Der dänische Philosoph Soren Kierkegaard gilt als Vordenker und christlicher Vertreter des Existenzialismus. Jean-Paul Sartre, 100 Jahre später, war Atheist und Humanist (L’éxistentialisme est un humanisme). Es gilt: Der Mensch in absoluter Freiheit hat die Wahlfreiheit. Sartre sah darin eine gewisse Überforderung: „Der Mensch ist zur Freiheit verurteilt“ – und trage demnach auch alle Verantwortung.
Verantwortungsethik
Max Weber prägte bereits 1919 die Begriffe Gesinnungsethik („ich handle nach meinem Gewissen, aber ich kann in der Welt scheitern – ich bin nicht schuld“, Erklärung Wiesehöfer) und der Verantwortungsethik („ich rechne mit den Folgen meines Handelns und kann es nicht auf andere abwälzen“). Von Politikern verlangt Weber, der ethischen Maxime zu folgen: die Schuld am Misslingen seiner Entscheidungen kann er weder auf andere noch auf die Welt abwälzen.
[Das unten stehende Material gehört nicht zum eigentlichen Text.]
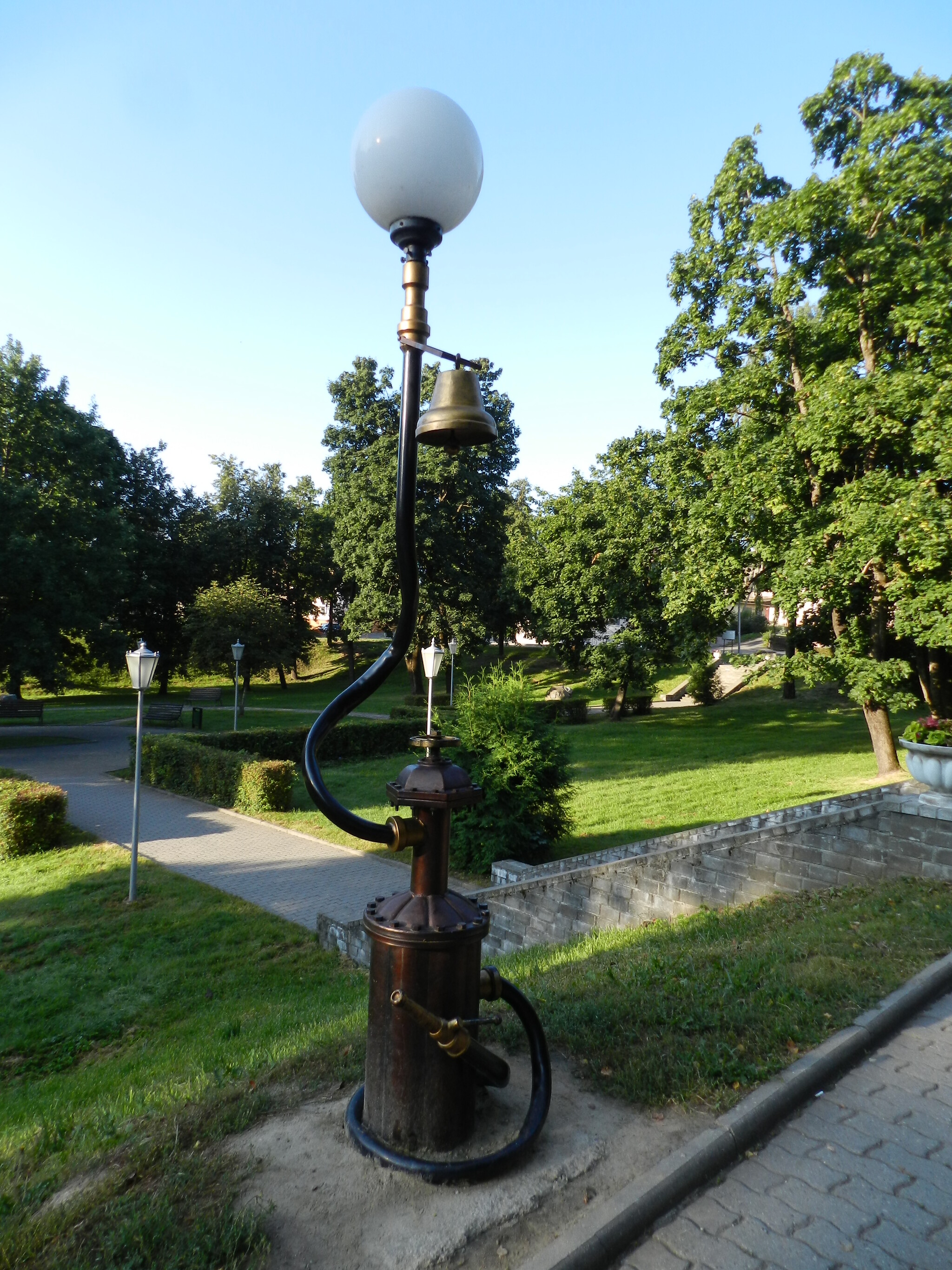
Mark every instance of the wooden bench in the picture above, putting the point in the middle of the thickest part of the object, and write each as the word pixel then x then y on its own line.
pixel 12 708
pixel 205 696
pixel 163 711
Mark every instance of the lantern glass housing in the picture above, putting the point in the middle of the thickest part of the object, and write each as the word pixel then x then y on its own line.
pixel 417 154
pixel 141 663
pixel 432 661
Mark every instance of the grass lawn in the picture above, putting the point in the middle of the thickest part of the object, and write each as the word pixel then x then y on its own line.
pixel 135 1039
pixel 666 771
pixel 704 1009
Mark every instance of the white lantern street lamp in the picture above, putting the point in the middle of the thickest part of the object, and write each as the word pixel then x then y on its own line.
pixel 417 154
pixel 432 662
pixel 454 651
pixel 238 648
pixel 141 663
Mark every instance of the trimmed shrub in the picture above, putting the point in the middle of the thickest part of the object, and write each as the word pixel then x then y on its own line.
pixel 214 775
pixel 573 709
pixel 266 786
pixel 32 817
pixel 522 765
pixel 362 738
pixel 702 684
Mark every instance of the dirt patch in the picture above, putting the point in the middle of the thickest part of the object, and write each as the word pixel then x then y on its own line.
pixel 325 1206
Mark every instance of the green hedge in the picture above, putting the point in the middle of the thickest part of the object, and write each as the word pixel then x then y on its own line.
pixel 364 738
pixel 231 779
pixel 32 817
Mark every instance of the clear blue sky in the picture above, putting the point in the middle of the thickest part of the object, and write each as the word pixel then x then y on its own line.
pixel 179 234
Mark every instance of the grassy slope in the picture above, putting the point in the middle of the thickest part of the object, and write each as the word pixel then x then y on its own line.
pixel 136 1039
pixel 706 1008
pixel 136 1036
pixel 669 770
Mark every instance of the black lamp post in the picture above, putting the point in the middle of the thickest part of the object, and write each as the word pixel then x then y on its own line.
pixel 418 171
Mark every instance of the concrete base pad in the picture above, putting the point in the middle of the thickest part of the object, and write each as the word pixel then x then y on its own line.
pixel 328 1206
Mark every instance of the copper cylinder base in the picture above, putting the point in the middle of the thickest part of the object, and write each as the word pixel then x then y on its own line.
pixel 417 1097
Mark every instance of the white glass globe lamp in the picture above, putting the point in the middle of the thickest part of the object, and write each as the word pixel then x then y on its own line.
pixel 417 155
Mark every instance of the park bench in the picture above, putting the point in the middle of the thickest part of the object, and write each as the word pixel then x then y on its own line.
pixel 164 711
pixel 12 708
pixel 205 696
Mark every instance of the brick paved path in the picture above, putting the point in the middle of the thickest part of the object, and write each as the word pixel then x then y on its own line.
pixel 862 1178
pixel 290 874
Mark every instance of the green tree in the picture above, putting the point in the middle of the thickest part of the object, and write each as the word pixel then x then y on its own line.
pixel 521 764
pixel 461 512
pixel 817 459
pixel 64 536
pixel 168 557
pixel 245 611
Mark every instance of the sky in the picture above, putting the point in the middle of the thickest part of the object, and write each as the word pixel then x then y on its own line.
pixel 179 235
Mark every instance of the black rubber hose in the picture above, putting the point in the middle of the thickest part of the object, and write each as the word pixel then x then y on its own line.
pixel 388 662
pixel 483 1166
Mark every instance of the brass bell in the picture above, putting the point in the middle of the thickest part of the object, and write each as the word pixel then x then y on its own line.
pixel 457 416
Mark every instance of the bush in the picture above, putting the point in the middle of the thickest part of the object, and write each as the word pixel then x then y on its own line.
pixel 702 685
pixel 638 703
pixel 32 817
pixel 521 764
pixel 215 775
pixel 364 738
pixel 930 732
pixel 573 709
pixel 266 786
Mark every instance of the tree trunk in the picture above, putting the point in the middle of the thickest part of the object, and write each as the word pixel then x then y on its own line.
pixel 922 667
pixel 878 720
pixel 790 687
pixel 940 682
pixel 619 704
pixel 419 689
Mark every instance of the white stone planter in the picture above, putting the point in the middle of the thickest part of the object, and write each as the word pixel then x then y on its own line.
pixel 932 765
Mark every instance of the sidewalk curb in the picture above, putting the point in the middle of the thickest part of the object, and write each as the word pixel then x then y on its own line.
pixel 601 1237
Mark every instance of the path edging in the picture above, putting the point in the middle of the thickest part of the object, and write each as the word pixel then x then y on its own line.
pixel 601 1237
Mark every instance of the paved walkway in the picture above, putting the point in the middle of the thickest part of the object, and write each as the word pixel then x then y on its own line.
pixel 862 1178
pixel 290 874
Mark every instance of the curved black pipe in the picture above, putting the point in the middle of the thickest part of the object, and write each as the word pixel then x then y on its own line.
pixel 483 1166
pixel 388 662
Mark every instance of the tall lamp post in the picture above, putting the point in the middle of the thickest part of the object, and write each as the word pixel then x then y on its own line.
pixel 432 662
pixel 141 663
pixel 418 169
pixel 454 651
pixel 238 648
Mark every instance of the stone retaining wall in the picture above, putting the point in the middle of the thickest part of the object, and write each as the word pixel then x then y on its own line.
pixel 890 831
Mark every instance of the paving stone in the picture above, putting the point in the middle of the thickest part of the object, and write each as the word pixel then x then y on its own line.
pixel 898 1208
pixel 815 1173
pixel 791 1254
pixel 709 1216
pixel 832 1244
pixel 848 1220
pixel 931 1198
pixel 907 1248
pixel 740 1202
pixel 695 1246
pixel 913 1166
pixel 654 1257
Da spitzen viele Teilnehmer die Ohren, ja, die Einsicht würde man in der Tat vielen Politikern wünschen. Wiesehöfer wies in diesem Zusammenhang auf den deutschen Ethikrat hin, der seit 2007 existiert und die ethischen Fragen und die voraussichtlichen Folgen für Individuum und Gesellschaft verfolgt, die sich durch Forschung und Entwicklung für den Menschen ergeben.
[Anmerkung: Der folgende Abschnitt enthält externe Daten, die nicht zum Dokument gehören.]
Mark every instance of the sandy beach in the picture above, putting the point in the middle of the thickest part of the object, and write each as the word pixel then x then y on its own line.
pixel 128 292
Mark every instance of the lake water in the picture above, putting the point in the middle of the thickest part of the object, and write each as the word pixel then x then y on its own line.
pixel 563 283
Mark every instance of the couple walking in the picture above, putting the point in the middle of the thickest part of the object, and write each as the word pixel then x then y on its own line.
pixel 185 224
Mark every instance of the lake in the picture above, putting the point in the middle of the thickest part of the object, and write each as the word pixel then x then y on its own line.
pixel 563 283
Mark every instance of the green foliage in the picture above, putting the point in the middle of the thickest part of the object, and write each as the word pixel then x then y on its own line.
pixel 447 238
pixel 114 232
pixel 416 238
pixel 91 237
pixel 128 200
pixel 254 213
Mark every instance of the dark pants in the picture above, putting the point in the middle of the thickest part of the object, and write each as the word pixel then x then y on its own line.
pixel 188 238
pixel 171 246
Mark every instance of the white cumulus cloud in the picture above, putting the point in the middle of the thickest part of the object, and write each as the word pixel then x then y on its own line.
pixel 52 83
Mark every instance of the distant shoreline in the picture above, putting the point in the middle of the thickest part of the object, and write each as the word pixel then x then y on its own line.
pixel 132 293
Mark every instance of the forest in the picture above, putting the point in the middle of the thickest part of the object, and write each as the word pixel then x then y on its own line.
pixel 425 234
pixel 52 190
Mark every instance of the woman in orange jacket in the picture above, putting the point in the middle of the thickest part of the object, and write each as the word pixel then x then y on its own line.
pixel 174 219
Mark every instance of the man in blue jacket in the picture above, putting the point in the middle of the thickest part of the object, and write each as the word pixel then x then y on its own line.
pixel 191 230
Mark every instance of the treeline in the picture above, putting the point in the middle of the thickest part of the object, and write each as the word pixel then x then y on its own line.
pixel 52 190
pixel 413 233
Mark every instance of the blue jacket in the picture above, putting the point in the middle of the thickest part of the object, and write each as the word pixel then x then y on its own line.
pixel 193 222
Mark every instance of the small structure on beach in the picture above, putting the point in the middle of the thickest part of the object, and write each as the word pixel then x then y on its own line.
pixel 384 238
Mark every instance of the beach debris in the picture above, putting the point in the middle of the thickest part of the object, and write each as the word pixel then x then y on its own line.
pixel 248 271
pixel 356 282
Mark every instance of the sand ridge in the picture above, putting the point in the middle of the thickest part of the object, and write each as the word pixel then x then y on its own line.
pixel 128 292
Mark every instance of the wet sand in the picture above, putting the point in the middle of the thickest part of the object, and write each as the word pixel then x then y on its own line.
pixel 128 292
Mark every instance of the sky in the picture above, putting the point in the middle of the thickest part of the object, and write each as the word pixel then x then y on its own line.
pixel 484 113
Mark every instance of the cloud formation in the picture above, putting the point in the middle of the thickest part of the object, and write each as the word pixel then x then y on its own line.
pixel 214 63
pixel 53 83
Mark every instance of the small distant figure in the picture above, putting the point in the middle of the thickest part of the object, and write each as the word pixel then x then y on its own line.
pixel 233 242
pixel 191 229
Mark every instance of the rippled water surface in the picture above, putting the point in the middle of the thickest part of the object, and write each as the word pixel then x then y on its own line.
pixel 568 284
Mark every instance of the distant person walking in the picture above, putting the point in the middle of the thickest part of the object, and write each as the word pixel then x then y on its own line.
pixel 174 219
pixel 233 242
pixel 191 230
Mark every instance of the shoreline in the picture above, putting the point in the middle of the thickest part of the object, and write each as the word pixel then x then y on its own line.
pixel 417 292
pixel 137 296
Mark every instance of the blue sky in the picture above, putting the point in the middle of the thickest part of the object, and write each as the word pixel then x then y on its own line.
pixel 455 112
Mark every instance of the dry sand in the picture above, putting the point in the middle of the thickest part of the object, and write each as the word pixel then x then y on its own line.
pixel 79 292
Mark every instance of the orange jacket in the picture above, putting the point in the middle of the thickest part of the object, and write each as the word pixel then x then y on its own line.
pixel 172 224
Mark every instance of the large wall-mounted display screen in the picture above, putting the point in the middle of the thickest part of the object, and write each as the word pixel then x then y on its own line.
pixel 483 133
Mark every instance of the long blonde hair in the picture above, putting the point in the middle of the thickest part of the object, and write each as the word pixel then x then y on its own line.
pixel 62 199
Das Thema Verantwortungsethik vertieft Hans Jonas in seinem wegweisenden Buch „Das Prinzip Verantwortung“ von 1979, in dem er zu radikalem Umdenken fordert. Es formuliert einen neuen kategorischen Imperativ: „Handle so, dass die Wirkung deines Handelns verträglich ist mit der Permanenz echten menschlichen Lebens auf der Erde“, will heißen: Der Mensch hat eine gegenwärtige Wahl für das zukünftige Wohl des Menschen.
Verantwortung auch für die Zukunft
Die Verantwortung des Menschen auch für die Zukunft der Welt ist ein Novum in der Philosophie. Sie scheint allerdings dringend nötig, wenn wir heute Bilanz ziehen und erkennen müssen, wie sehr der Mensch die Natur „überfordert und geschädigt hat mit modernsten Wissenschaften und Techniken“, Zitat Bloch. Früher gab es eine Regenerationsphase für die Natur, heute in großem Stil nur Ausbeutung. Jonas’ Grundprinzip lautet: Der Mensch soll eine Zukunft haben in Würde und Integrität, das ist der Maßstab für verantwortliches Handeln.
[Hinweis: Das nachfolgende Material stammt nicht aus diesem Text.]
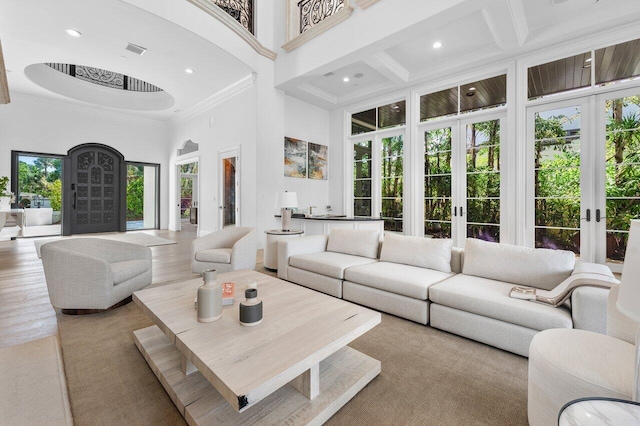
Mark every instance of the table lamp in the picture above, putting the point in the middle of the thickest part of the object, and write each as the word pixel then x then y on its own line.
pixel 286 201
pixel 629 297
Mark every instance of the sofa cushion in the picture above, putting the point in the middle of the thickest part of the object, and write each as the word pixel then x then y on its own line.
pixel 328 263
pixel 539 268
pixel 127 269
pixel 433 253
pixel 491 299
pixel 406 280
pixel 358 242
pixel 222 255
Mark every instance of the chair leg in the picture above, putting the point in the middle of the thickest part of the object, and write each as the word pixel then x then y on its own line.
pixel 95 311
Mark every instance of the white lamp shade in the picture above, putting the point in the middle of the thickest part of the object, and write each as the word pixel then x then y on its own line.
pixel 629 298
pixel 285 200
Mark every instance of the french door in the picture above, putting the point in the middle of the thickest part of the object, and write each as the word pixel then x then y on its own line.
pixel 584 175
pixel 462 178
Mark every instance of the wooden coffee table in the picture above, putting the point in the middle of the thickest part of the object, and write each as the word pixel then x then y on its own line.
pixel 295 367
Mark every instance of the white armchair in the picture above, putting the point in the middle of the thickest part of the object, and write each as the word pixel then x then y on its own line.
pixel 229 249
pixel 86 275
pixel 566 364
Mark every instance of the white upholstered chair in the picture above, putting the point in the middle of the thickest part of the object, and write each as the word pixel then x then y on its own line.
pixel 567 364
pixel 86 275
pixel 229 249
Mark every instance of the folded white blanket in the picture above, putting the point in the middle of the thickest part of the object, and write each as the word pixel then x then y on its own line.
pixel 598 276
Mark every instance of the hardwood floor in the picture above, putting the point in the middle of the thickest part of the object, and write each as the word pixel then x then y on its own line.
pixel 25 311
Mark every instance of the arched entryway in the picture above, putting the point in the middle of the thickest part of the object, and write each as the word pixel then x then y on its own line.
pixel 94 190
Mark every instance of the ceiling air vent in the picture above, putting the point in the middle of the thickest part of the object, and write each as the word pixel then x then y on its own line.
pixel 138 50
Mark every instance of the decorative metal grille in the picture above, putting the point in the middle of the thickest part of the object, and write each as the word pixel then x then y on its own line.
pixel 240 10
pixel 104 77
pixel 312 12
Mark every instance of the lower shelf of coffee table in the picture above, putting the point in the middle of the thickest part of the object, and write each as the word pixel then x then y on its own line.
pixel 342 376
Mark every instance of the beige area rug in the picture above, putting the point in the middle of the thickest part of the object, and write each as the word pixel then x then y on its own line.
pixel 428 377
pixel 135 237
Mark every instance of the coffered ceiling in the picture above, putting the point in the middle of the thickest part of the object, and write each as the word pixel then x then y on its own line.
pixel 474 34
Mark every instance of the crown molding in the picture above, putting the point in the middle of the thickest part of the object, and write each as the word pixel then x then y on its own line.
pixel 318 93
pixel 234 26
pixel 86 109
pixel 4 85
pixel 366 3
pixel 215 99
Dagegen hielt der Marxist Ernst Bloch mit seinem Werk „Das Prinzip Hoffnung“, 1954 erschienen, der von einer positiven Entwicklung der Welt dank Wissenschaft und Technik ausging, im Zentrum der arbeitende Mensch, der in einem Endziel seine Heimat findet. Wiesehöfer las den letzten Satz des monumentalen Werks vor, das letzte Wort ist „Heimat“. Während Bloch idealistischer Marxist ist, ist Jonas kritischer Realist, der vor der manipulativen Zerstörung der Welt warnt. „Aus der Hoffnung bei Bloch wird bei Jonas Verantwortung“.
Worst case scenario
Als neuen Orientierungspunkt für zukünftige Werte zitiert Hans Jonas die „Heuristik der Furcht“ – mit der Frage: „Was könnte sich daraus gegen mich entwickeln“. Kritik sei per se nicht negativ, sie sei ein Instrumentarium, Sachverhalte von verschiedenen Seiten zu beleuchten, so Wiesehöfer. Ein Teilnehmer bringt es auf den Punkt, jedes Ding beinhalte immer Gut und Böse. Philipp Wiesehöfer formulierte es so: „Aus der Kritik ergeben sich Fragen zur heutigen Realität: Dürfen wir das was wir können? Sollen wir das, was wir Können?“ Das betrifft Themen wie Lebensverlängerung und Genmanipulation ebenso wie Plastikmüll und Klimaerwärmung.
Was kann ich tun?
Dr. Philipp Wiesehöfer leitete die Runde zu eigenen Reflexionen an, zeigte aber auch die Grenzen der Philosophie im Unterschied zur Politik auf und riet eindringlich, angesichts der massiven und erdrückenden Probleme in der Welt nicht zu resignieren, sondern jeden Tag aufs Neue das eigene Handeln kritisch zu hinterfragen und sich für eine bessere Welt einzusetzen. „Ich warne Sie, angesichts der Anonymität nichts zu tun, das ist ethisch nicht vertretbar!“ Die existenzielle Frage laute doch: Welchen Beitrag kann ich leisten, damit auch zukünftige Generationen noch sicher und zufrieden auf dieser Erde leben könnten.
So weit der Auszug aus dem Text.